July 29 (Bloomberg) -- Suzlon Energy Ltd., the Indian wind-turbine maker that defaulted on bonds, expects to more than double installations in its home market this fiscal year before a planned listing of its German unit.
Chairman Tulsi Tanti said his top priority was to see the Suzlon group emerge more competitive from debt restructuring as it seeks by March to re-list its offshore turbine unit, Senvion SE, on the London Stock Exchange. Restoring Suzlon’s dominance in India, consolidating group businesses and replacing high-cost rupee debt with lower-cost overseas debt were part of this year’s plan, Tanti said in a phone interview.
“The group will become extremely competitive in the market place through consolidation of group businesses,” Tanti said. “It’s not the current Senvion honestly that we’ll take to the capital markets.”

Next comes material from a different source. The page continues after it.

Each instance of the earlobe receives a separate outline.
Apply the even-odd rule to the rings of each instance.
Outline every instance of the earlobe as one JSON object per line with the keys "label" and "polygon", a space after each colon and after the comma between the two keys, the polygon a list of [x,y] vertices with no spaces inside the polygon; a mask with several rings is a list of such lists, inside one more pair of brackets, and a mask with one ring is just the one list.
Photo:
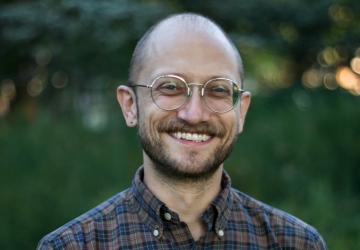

Prime Minister Narendra Modi’s government this month restored a wind-farm tax benefit after a two-year hiatus to lift Asia’s second-biggest wind market out of a slump. Bloomberg New Energy Finance raised its 2014 India projection by 13 percent to 2,600 megawatts of installations on the decision, according to Shantanu Jaiswal, a Delhi-based wind analyst for the research company.
India may install 3,000 megawatts in the fiscal year ending March, of which Suzlon expects to grab about 1,000 megawatts, Tanti said. The Pune-based manufacturer supplied 403 megawatts last year for a record-low 20 percent share, according to data from the Indian Wind Turbine Manufacturers Association.
By the second half, Suzlon expects to see orders from customers seeking to claim accelerated depreciation tax benefits by building wind farms, Kirti Vagadia, group head of finance, said in an interview last week.